Upper Limb Evaluation in Duchenne Muscular Dystrophy: Fat-Water Quantification by MRI, Muscle Force and Function Define Endpoints for Clinical Trials
- PMID: 27649492
- PMCID: PMC5029878
- DOI: 10.1371/journal.pone.0162542
Upper Limb Evaluation in Duchenne Muscular Dystrophy: Fat-Water Quantification by MRI, Muscle Force and Function Define Endpoints for Clinical Trials
Abstract
Objective: A number of promising experimental therapies for Duchenne muscular dystrophy (DMD) are emerging.
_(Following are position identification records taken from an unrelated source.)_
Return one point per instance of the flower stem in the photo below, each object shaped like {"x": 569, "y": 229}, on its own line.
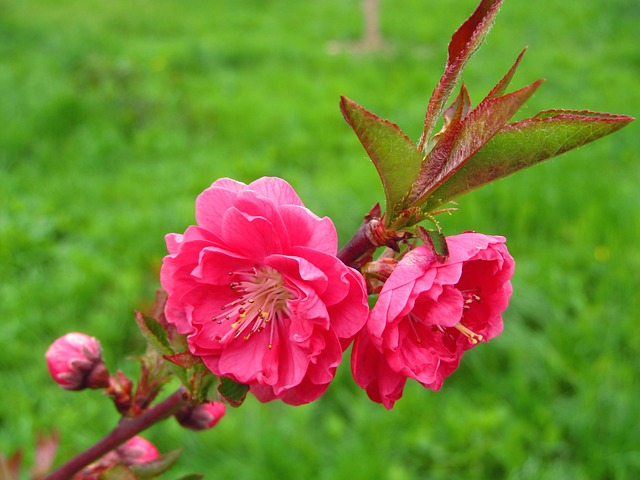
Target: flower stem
{"x": 126, "y": 429}
{"x": 358, "y": 248}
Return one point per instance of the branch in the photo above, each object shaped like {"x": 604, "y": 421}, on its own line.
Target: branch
{"x": 126, "y": 429}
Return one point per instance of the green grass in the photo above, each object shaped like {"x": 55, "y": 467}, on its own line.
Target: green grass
{"x": 115, "y": 115}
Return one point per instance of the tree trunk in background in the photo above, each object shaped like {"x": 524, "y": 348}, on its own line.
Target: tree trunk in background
{"x": 372, "y": 38}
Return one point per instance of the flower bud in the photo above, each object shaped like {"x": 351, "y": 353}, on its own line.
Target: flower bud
{"x": 134, "y": 451}
{"x": 202, "y": 416}
{"x": 137, "y": 450}
{"x": 75, "y": 362}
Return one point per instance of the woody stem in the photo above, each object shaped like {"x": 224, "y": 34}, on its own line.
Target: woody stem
{"x": 126, "y": 429}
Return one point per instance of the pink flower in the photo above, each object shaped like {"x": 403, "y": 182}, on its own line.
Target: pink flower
{"x": 429, "y": 313}
{"x": 202, "y": 416}
{"x": 75, "y": 362}
{"x": 258, "y": 289}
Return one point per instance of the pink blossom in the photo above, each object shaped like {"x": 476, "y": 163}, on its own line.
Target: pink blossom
{"x": 258, "y": 289}
{"x": 202, "y": 416}
{"x": 75, "y": 362}
{"x": 429, "y": 313}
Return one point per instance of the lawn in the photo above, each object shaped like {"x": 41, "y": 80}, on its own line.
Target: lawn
{"x": 115, "y": 115}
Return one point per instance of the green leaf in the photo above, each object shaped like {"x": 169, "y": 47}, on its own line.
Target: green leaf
{"x": 435, "y": 241}
{"x": 459, "y": 143}
{"x": 155, "y": 467}
{"x": 233, "y": 392}
{"x": 525, "y": 143}
{"x": 155, "y": 334}
{"x": 394, "y": 155}
{"x": 464, "y": 42}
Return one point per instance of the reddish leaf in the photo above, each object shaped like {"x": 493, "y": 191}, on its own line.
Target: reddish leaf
{"x": 456, "y": 112}
{"x": 464, "y": 42}
{"x": 395, "y": 156}
{"x": 461, "y": 143}
{"x": 183, "y": 359}
{"x": 525, "y": 143}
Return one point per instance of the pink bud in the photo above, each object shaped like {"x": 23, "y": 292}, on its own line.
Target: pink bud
{"x": 133, "y": 451}
{"x": 202, "y": 416}
{"x": 137, "y": 450}
{"x": 75, "y": 362}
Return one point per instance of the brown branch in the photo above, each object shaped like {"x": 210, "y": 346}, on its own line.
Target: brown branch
{"x": 126, "y": 429}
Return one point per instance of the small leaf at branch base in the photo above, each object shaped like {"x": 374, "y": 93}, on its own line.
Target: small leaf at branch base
{"x": 525, "y": 143}
{"x": 435, "y": 241}
{"x": 232, "y": 392}
{"x": 394, "y": 155}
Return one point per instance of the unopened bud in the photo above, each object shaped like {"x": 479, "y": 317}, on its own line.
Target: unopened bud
{"x": 134, "y": 451}
{"x": 75, "y": 362}
{"x": 202, "y": 416}
{"x": 137, "y": 450}
{"x": 378, "y": 271}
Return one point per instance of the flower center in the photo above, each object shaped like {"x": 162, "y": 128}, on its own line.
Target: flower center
{"x": 470, "y": 297}
{"x": 261, "y": 300}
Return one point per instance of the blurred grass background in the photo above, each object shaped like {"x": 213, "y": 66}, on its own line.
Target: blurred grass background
{"x": 115, "y": 115}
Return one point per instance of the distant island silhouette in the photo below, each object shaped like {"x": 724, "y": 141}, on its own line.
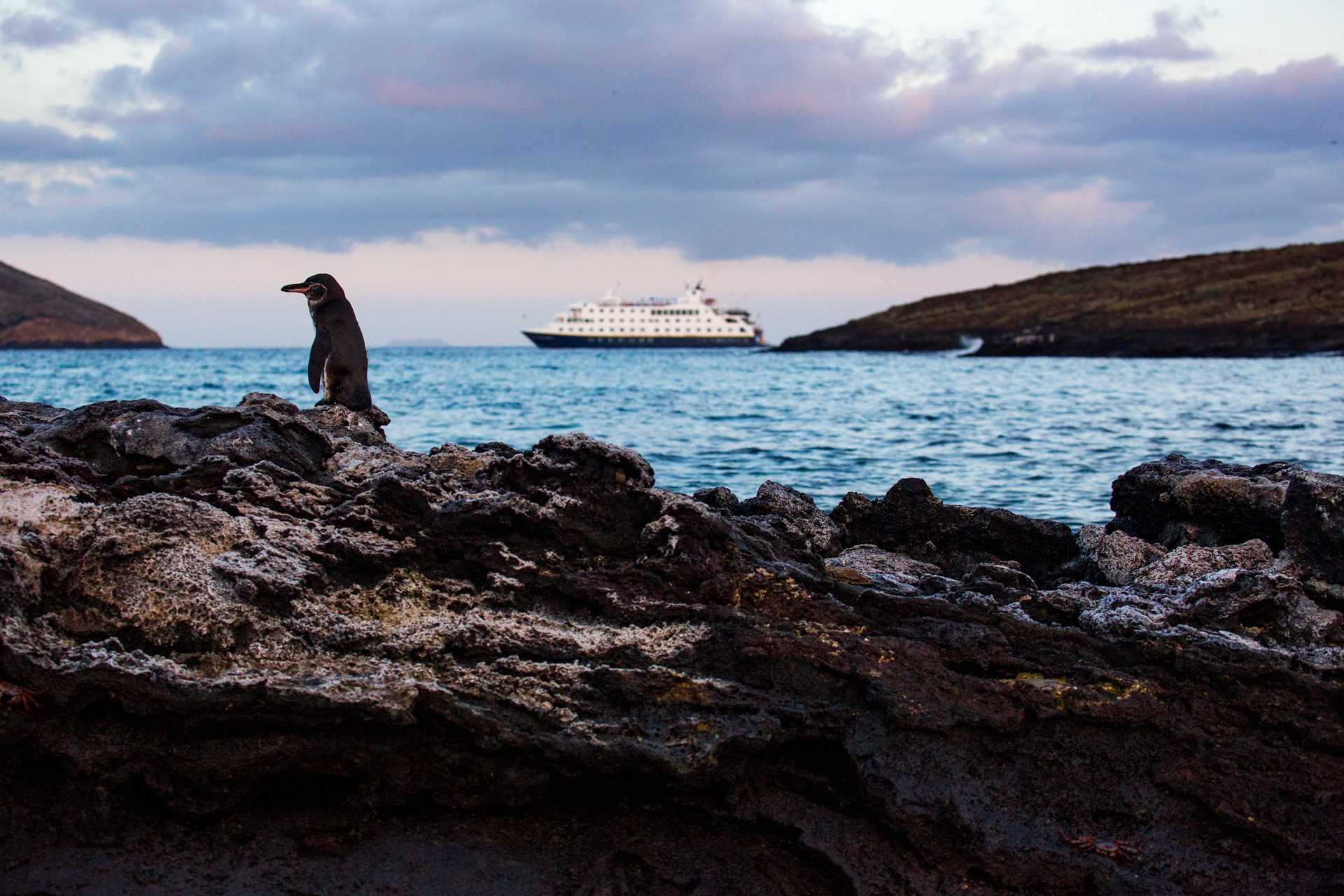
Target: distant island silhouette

Clinical trials currently rely on invasive biopsies or motivation-dependent functional tests to assess outcome. Quantitative muscle magnetic resonance imaging (MRI) could offer a valuable alternative and permit inclusion of non-ambulant DMD subjects. The aims of our study were to explore the responsiveness of upper-limb MRI muscle-fat measurement as a non-invasive objective endpoint for clinical trials in non-ambulant DMD, and to investigate the relationship of these MRI measures to those of muscle force and function.
Methods: 15 non-ambulant DMD boys (mean age 13.3 y) and 10 age-gender matched healthy controls (mean age 14.6 y) were recruited. 3-Tesla MRI fat-water quantification was used to measure forearm muscle fat transformation in non-ambulant DMD boys compared with healthy controls. DMD boys were assessed at 4 time-points over 12 months, using 3-point Dixon MRI to measure muscle fat-fraction (f.f.). Images from ten forearm muscles were segmented and mean f.f. and cross-sectional area recorded. DMD subjects also underwent comprehensive upper limb function and force evaluation.
Results: Overall mean baseline forearm f.f. was higher in DMD than in healthy controls (p<0.001). A progressive f.f. increase was observed in DMD over 12 months, reaching significance from 6 months (p<0.001, n = 7), accompanied by a significant loss in pinch strength at 6 months (p<0.001, n = 9) and a loss of upper limb function and grip force observed over 12 months (p<0.001, n = 8).
Conclusions: These results support the use of MRI muscle f.f. as a biomarker to monitor disease progression in the upper limb in non-ambulant DMD, with sensitivity adequate to detect group-level change over time intervals practical for use in clinical trials. Clinical validity is supported by the association of the progressive fat transformation of muscle with loss of muscle force and function.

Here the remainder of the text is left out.